Below are some of the research papers I have written. You can also read my research statement here.
Housing Sales and Construction Responses to COVID-19 : Evidence from Shelter-in-Place and Eviction Moratoria in the U.S. Job Market Paper, Working Paper Abstract: The goal of this paper is to analyze the county-level impact of public policies related to COVID-19 on the housing market in U.S. Aimed at reducing the spread of the virus, different states throughout the U.S. enacted non-pharmaceutical interventions (NPIs) such as shelter-in-place and eviction moratoria, in different months and for varied stretches throughout 2020 and 2021. Shelter-in-place orders could potentially limit the ability of home-buyers and sellers to interact as well as they could pre-COVID, introducing frictions in the process of selling houses. Prolonged and over-lapping eviction moratoria could dampen the construction of multi-family units and encourage the landlords to sell rented-out apartments. This paper attempts to investigate if and how these interventions causally impacted the county-level housing sales and building permits approval in the U.S. The paper estimates the average treatment effect of these orders using a traditional generalized difference-in-difference estimator and a more recent variation of the estimator that is more suited multiple treatment groups with staggered treatment introductions and withdrawals. The results show that shelter-in-place is associated with significantly smaller year-on-year changes in sales of single-family houses, condominiums and the collection of all residences. Selective moratoria on eviction hearings and judgements are also found to be associated with smaller year-on-year changes in multi-family building permit approvals.
Intercity Impacts of Work-from-Home with Both Remote and Non-Remote Workers with Jan K. Brueckner, Published at Journal of Housing Economics: COVID-19 and Housing Market special issue
Abstract: This paper summarizes the results from generalizing the simple two-city WFH model of Brueckner, Kahn and Lin (2021) through the addition of a group of non-remote workers, who must live in the city where they work. The results show that the main qualitative conclusions of BKL regarding the intercity effects of WFH are unaffected by this modification, with WFH yielding the same aggregate population and employment changes in the two cities and the same house-price and wage effects as in the simpler model. This conclusion is useful because it establishes the robustness of BKL’s highly parsimonious model.

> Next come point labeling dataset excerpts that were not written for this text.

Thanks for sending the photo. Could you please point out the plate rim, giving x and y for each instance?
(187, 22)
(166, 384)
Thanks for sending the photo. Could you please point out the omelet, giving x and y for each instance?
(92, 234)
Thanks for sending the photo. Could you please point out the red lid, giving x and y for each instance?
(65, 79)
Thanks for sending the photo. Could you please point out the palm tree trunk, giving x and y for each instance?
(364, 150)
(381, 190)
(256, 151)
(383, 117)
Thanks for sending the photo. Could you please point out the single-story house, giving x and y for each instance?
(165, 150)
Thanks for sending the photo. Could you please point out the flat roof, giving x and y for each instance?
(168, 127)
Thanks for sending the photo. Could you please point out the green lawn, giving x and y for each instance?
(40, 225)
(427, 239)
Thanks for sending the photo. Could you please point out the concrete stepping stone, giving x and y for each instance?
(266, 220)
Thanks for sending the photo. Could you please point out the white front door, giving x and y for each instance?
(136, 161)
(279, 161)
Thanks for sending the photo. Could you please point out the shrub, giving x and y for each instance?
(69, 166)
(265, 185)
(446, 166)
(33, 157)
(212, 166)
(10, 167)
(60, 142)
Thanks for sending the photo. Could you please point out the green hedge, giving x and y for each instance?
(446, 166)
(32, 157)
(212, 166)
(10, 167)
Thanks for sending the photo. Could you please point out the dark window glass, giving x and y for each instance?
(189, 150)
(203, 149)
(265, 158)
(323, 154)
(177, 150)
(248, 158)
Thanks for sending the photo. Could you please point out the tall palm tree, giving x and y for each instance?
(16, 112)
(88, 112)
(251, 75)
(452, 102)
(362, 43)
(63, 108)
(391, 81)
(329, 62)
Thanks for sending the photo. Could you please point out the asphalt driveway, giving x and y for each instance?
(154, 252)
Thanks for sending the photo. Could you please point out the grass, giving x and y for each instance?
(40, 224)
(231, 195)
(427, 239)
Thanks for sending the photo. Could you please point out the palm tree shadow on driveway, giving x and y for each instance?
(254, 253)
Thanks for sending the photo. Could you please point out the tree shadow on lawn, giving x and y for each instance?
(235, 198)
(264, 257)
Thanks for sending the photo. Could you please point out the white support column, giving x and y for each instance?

The Intercity Impacts of Work-from-Home in a Spatial Hedonic Model with Remote and Non-Remote Workers
Abstract: This paper formulates a spatial hedonic equilibrium model that shows inter-city impacts of the introduction of work-from-home. Following Brueckner, Kahn and Lin (2021), the paper attempts to theoretically study how the introduction of work-from-home, which allows workers to relocate across cities while keeping their original jobs, impacts housing prices, population and employment levels. Extending Brueckner et al. (2021), the current paper divides the workforce into two types of workers, remote and non-remote, to allow for a more realistic work-from-home model. Additionally, the model uses explicit functional forms for production and utility, resulting in closed-form equilibrium solutions conditional on the extent of productivity advantages, amenity advantages, and degree of complementarity between worker types. The current paper aims to examine whether the main results in Brueckner et al. (2021) still hold in the modified model.
Socio-Demographic Factors Correlating with Police-Involved Deaths: City-level Evidence from the US
Abstract: Officer-involved deaths have been affecting the United States increasingly over the past half century, to the point where they have defined the course one of the largest social movements of the current era. Although many attempts have been and are being made at delineating patterns, trends and causes of police-involved deaths, a dearth of accurately defined and documented incidents of these fatalities has long impeded research in this area. The current paper aims to answer if and how community characteristics at a city level correlate to fatal police encounters over the period 2000-2010. Panel and cumulative datasets on police-involved deaths from FatalEncounters.org, along with a relevant set of socio-demographic controls, are used in a negative binomial regression model to find factors that might affect the count of officer-involved deaths that occurred in a city. It is found that, for the longitudinal panel data, the Black/African-American population and the Hispanic/Latino population in a city along with police employment, the level of crime and median income constitute significant determinants of officer-involved deaths. In the cumulative (cross-section data only) counterpart, the same factors are significant determinants of deaths.